Key Facts
- •Ms. Moge, a 58-year-old carer, was deemed homeless by Ealing Council.
- •The Council offered Ms. Moge a 24-month assured shorthold tenancy of a two-bedroom flat in Hounslow (the Flat).
- •Ms. Moge refused the offer due to its distance from her workplace in Ealing.
- •The Council ended its relief duty under section 189B of the Housing Act 1996, claiming Ms. Moge refused suitable accommodation.
- •Ms. Moge appealed, arguing the Council breached section 208(1) by not adequately searching for closer accommodation.
Legal Principles
Local authorities have a duty to accommodate within their area so far as reasonably practicable. If not reasonably practicable, they must generally try to place the household as close as possible to their previous residence.

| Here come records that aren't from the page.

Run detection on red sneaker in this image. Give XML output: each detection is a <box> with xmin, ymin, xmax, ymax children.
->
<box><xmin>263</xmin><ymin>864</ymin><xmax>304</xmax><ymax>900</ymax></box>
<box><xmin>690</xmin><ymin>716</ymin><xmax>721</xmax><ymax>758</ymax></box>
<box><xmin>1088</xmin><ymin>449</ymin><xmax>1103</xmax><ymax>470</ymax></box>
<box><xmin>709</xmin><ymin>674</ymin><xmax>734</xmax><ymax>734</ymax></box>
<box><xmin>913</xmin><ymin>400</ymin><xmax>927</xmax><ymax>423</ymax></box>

Nzolameso v Westminster City Council [2015] UKSC 22
A local authority must demonstrate compliance with section 208(1). This may be done by showing a lawful policy for accommodation procurement and allocation and explaining how it was followed.
Nzolameso v Westminster City Council [2015] UKSC 22; Abdikadir v Ealing LBC [2022] EWCA Civ 979
The court should be wary of imposing on the reviewing officer a duty to inquire into matters not raised during the review, especially if within the applicant's knowledge.
Abdikadir v Ealing LBC [2022] EWCA Civ 979
Where closer suitable accommodation is available, a local authority must carry out a comparative exercise and offer the closer accommodation unless the applicant has expressed a preference or the offer complies with a published policy.
Waltham Forest LBC v Saleh [2019] EWCA Civ 1944
Outcomes
Appeal dismissed.
The Court admitted fresh evidence from the Council demonstrating a general practice of searching for suitable accommodation, focusing on areas near Ealing. While the Council's policies had deficiencies and the evidence wasn't perfect, it was sufficient to show that reasonably practicable steps were taken to find closer accommodation. No closer suitable property was identified.